The end of planned obsolescence
Creating a long-term, recurring customer base through planned obsolescence is a popular business strategy, but is at its core the direct opponent to sustainable retail.
To be truly sustainable, retailers should aim to create products made of good quality materials designed to last. Not only does this reduce waste and cut manufacturing emissions, but longevity is desirable and can be an invaluable selling point for your product that will result in positive reviews and recommendations – it’s a win-win.
The use of data
Another way to reduce waste is through predictive forecasting: the use of data modelling to understand which products (and how many) consumers are most likely to buy and where they will be purchased. The results can be used for more accurate demand planning and delivery optimisation, thus avoiding unnecessary surpluses.
Retailers can also use datasets and AI technology to check how their current processes impact the environment and ensure they keep on track with their sustainability goals and pledges.

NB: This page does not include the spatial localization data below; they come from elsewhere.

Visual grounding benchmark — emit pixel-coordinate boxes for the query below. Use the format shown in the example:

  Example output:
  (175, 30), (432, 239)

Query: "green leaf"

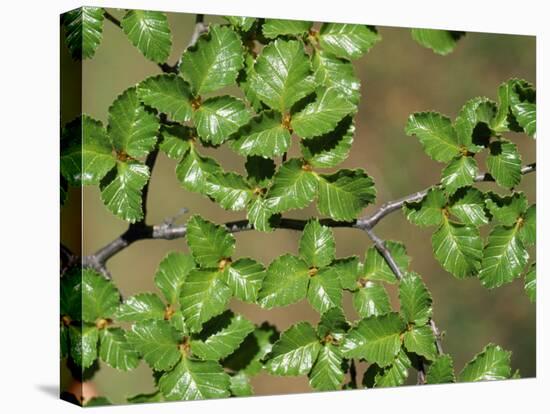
(426, 355), (455, 384)
(176, 144), (221, 193)
(525, 263), (537, 303)
(403, 187), (447, 227)
(258, 254), (309, 309)
(193, 95), (251, 145)
(101, 161), (149, 223)
(308, 343), (344, 391)
(312, 50), (361, 104)
(479, 226), (529, 289)
(353, 281), (392, 318)
(180, 269), (231, 332)
(187, 215), (235, 267)
(250, 39), (315, 112)
(116, 293), (165, 322)
(449, 187), (489, 226)
(266, 322), (321, 375)
(486, 139), (521, 188)
(206, 173), (252, 211)
(137, 74), (192, 122)
(99, 328), (139, 371)
(262, 19), (313, 39)
(399, 272), (432, 326)
(60, 115), (115, 187)
(107, 87), (159, 158)
(191, 311), (254, 361)
(319, 23), (382, 60)
(231, 111), (290, 158)
(63, 6), (104, 60)
(458, 344), (512, 382)
(403, 325), (437, 361)
(222, 259), (265, 303)
(82, 269), (120, 323)
(69, 324), (99, 369)
(342, 313), (405, 367)
(307, 268), (342, 313)
(266, 159), (318, 213)
(180, 25), (244, 95)
(441, 156), (478, 194)
(432, 219), (483, 279)
(121, 10), (172, 63)
(291, 88), (357, 138)
(159, 357), (230, 401)
(411, 29), (464, 55)
(155, 252), (196, 305)
(300, 220), (336, 268)
(317, 169), (376, 221)
(405, 112), (462, 162)
(126, 320), (182, 371)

Data is crucial for sustainability efforts – companies can only manage what they’re able to measure. Moreover, it is not just about what you pledge to do anymore, as increased access to data means that sustainable practices are a tangible measure that consumers are using to determine whether to buy from your business.
Just another trend?
Trends are typically defined by their cyclical nature through the stages of introduction, rise, acceptance, decline, and obsolescence, but interest and awareness surrounding sustainability have only been escalating
Although sustainability may look like just another retail trend in certain ways, this one is unlikely to be cycled out any time soon. With our detrimental impact on the planet becoming increasingly evident, businesses will have no choice but to get on board if they are going to survive and grow.